Sudah jelas, efek tontonan drama romantis itu mempengaruhi pemikiran Shilla yang kekanakan menjadi hopeless romantic. Sepertinya Cakka mulai harus membatasi apapun yang ditonton Shilla, berjaga supaya gadis itu tidak semakin menjadi-jadi khayalannya.
"Bukannya kamu semalam meluk aku?"
Pertanyaan itu membuat tenggorokan Cakka tercekat, ia harus berdehem beberapa kali untuk melegakan tenggorokannya. Ia menatap Shilla yang menatapnya sejak tadi, mata bulat itu masih sedikit berkabut dan nampak kelelahan.
"Habisin sarapannya, lo boleh istirahat lagi setelah sarapan." Cakka mendorong piring berisi menu sarapan Shilla dan menuangkan air putih ke dalam gelas kaca.
"Tapi tanganku pegang selimut." Shilla menunjukkan tangannya menahan selimut yang melingkupi tubuhnya. Sudah jelas apa maunya, bahkan sebelum gadis itu meminta.
"Di sini nggak dingin, lepasin selimut itu." Suara Cakka terdengar seperti perintah.
Tapi bukan Shilla namanya kalau patuh begitu saja pada perintah Cakka. Alih-alih melepaskan selimut yang melingkari tubuhnya, gadis itu justru menggeleng kuat-kuat dan membuka mulutnya lebar-lebar. Cakka mendesis melihat tingkah itu, ia benar-benar akan membuang koleksi kaset drama romantis milik Shilla setelah mereka tinggal bersama nanti.

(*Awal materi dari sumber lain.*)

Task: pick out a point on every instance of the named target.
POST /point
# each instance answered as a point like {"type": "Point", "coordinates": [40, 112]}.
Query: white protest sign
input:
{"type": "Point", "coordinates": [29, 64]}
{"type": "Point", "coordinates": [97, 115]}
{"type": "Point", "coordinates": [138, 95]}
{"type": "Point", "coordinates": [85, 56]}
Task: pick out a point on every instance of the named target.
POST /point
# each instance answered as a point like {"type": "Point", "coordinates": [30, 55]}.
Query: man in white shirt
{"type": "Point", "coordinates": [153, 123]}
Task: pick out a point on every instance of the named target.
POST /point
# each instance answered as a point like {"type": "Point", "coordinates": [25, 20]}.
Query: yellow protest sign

Tunggu... tinggal bersama?
"Cakka... mulutku kering." Gadis itu mengeluh, Cakka tersadar dari pikiran konyolnya dan segera memasukkan sesendok penuh omelet buatan koki hotel ke dalam mulut Shilla hingga ketika gadis itu menutup mulut kuda nilnya, pipinya menggembung.
Ketika gadis itu sibuk mengunyah isi mulutnya, Cakka baru menyadari bahwa gadis itu cukup terlihat menggemaskan. Mungkin lain kali gadis itu harus makan hingga isi mulutnya penuh seperti ini.
KAMU SEDANG MEMBACA
THE LOST SEASON (Book 2)
FanfictionSeandainya dulu ia tidak bertahan pada Gabriel, seandainya dulu ia menerima orang lain selain Gabriel, seandainya dulu ia memilih mendengarkan orang lain, dan... mungkin seharusnya memang Shilla menerima Cakka hari itu, Tapi kalau begitu kejadiannya...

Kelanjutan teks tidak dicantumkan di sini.